Le plus impressionnant dans
X-Files c’est l'emballage du show : le soin apporté aux effets spéciaux, la variété des extérieurs, la musique envoûtante de Mark Snow, la qualité exceptionnelle de l’interprétation… La série a transcendé les standards télévisuels et a donné à la télévision ses lettres de noblesse artistique. S’appuyant sur les meilleurs techniciens, Chris Carter, créateur et producteur exécutif de la série, a relevé la barre du format télévisuel pour atteindre ce qui se fait de mieux dans le cinéma fantastique.
X-Files doit une grande partie de son succès à cette symbiose technique et artistique (à se damner à partir de la 5ème saison), inégalée à ce jour. Une telle perfection artistique que la série apparaît vraiment comme une vraie gourmandise visuelle pour le spectateur.
X-Files a donné une véritable claque à tous les détracteurs du petit écran. Non la télévision n’est pas le parent pauvre du 7ème art, loin de là.

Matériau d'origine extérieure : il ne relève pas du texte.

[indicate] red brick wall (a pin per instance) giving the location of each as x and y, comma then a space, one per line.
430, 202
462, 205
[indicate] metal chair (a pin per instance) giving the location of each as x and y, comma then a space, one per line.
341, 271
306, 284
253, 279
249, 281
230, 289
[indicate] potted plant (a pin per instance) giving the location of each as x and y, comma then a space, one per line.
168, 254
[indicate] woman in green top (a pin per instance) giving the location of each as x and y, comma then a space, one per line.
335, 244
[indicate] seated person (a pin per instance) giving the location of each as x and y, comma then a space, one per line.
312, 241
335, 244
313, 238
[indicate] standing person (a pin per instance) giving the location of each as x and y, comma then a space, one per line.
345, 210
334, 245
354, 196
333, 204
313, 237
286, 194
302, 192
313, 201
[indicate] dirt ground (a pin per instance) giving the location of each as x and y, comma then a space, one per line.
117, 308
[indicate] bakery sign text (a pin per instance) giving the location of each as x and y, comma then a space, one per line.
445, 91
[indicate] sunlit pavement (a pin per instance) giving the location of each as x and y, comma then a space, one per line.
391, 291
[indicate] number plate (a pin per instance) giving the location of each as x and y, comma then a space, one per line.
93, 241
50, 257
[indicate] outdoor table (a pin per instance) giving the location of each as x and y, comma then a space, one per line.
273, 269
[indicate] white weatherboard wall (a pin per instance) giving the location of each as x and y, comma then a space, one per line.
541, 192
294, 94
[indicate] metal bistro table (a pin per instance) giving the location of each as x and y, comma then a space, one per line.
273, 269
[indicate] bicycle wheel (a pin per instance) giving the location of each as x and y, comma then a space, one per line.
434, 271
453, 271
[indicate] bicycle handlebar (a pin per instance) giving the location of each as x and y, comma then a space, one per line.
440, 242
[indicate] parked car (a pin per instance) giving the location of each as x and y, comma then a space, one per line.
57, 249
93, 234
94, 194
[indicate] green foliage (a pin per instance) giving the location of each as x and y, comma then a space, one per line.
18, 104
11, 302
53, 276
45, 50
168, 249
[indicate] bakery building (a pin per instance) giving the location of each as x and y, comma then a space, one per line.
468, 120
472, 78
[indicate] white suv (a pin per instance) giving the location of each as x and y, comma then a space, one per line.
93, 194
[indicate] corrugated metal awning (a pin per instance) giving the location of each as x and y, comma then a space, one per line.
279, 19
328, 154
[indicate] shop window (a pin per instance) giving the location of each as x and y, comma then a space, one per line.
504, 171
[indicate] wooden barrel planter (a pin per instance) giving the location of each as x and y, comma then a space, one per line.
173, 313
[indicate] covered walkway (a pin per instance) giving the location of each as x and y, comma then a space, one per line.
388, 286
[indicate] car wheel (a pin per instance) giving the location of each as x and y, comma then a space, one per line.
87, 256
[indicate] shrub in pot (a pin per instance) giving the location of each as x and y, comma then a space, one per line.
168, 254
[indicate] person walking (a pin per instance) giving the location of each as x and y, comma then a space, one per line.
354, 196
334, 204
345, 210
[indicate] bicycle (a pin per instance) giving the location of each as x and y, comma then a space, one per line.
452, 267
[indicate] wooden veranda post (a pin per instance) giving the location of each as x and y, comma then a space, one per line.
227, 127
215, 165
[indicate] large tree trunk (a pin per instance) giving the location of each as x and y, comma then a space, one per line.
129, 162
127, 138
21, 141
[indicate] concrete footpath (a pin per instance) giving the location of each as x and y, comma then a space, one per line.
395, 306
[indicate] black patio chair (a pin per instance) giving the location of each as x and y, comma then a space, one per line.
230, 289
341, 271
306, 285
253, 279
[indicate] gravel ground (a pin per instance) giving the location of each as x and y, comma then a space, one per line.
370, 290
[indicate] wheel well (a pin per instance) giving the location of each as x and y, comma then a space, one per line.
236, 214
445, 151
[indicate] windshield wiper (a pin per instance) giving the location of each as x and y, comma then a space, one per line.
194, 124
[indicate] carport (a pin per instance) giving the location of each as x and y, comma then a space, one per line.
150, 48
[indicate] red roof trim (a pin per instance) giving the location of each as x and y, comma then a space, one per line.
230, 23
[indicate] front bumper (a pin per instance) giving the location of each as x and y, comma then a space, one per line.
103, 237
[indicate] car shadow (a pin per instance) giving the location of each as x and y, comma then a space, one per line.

Contrairement à Patrick McGoohan ou plus récemment Joss Whedon ayant la totale maîtrise de leur mythologie respective, celle des X-Files se révèle vite poussive : soulevant sans cesse de nouvelles questions et apportant de moins en moins de réponses. Là où les illustres créateurs de séries susnommés avaient su s'affranchir des contraintes inhérentes au format télévisuel, offrant à leur audience un début, un milieu et une fin, la mythologie des X-Files semble évoluer au gré de ses reconductions successives et des désirs momentanés de ses acteurs. Manifestement, Chris Carter ne sait pas lui-même dans quels horizons il souhaite emmener la série. On se souvient notamment que l'enlèvement de Scully a été créé pour pallier l'absence de l'actrice alors au terme de sa grossesse. Difficile de savoir si Joss Whedon distribuait des contraceptifs sur son plateau pour éviter ce genre d'incidents mais lancer un évènement majeur dont les répercussions s'étaleront sur toute la série pour une simple grossesse est symptomatique des errements de la mythologie.
Ainsi, la mythologie est mal construite et souvent incohérente ; tentant parfois de relever désespérément la tête avec des acrobaties scénaristiques laborieuses. Ce ne sont pas les maximes creuses de la série (« La vérité est ailleurs », « Ne faites confiance à personne ») qui nous laisseront penser le contraire. On ne peut que le regretter surtout qu’abordés isolément ces épisodes sont en général réussis. Les meilleurs épisodes de la mythologie seront souvent les plus explosifs et survitaminés, quand la forme primera sur le fond. A partir de la 6ème saison, la trame de la mythologie sera épurée et d'autant plus compréhensible. L'épisode final de la série reprendra d'ailleurs astucieusement tout les éléments accumulés lors des 9 saisons faisant apparaître entre eux un lien difficilement contestable.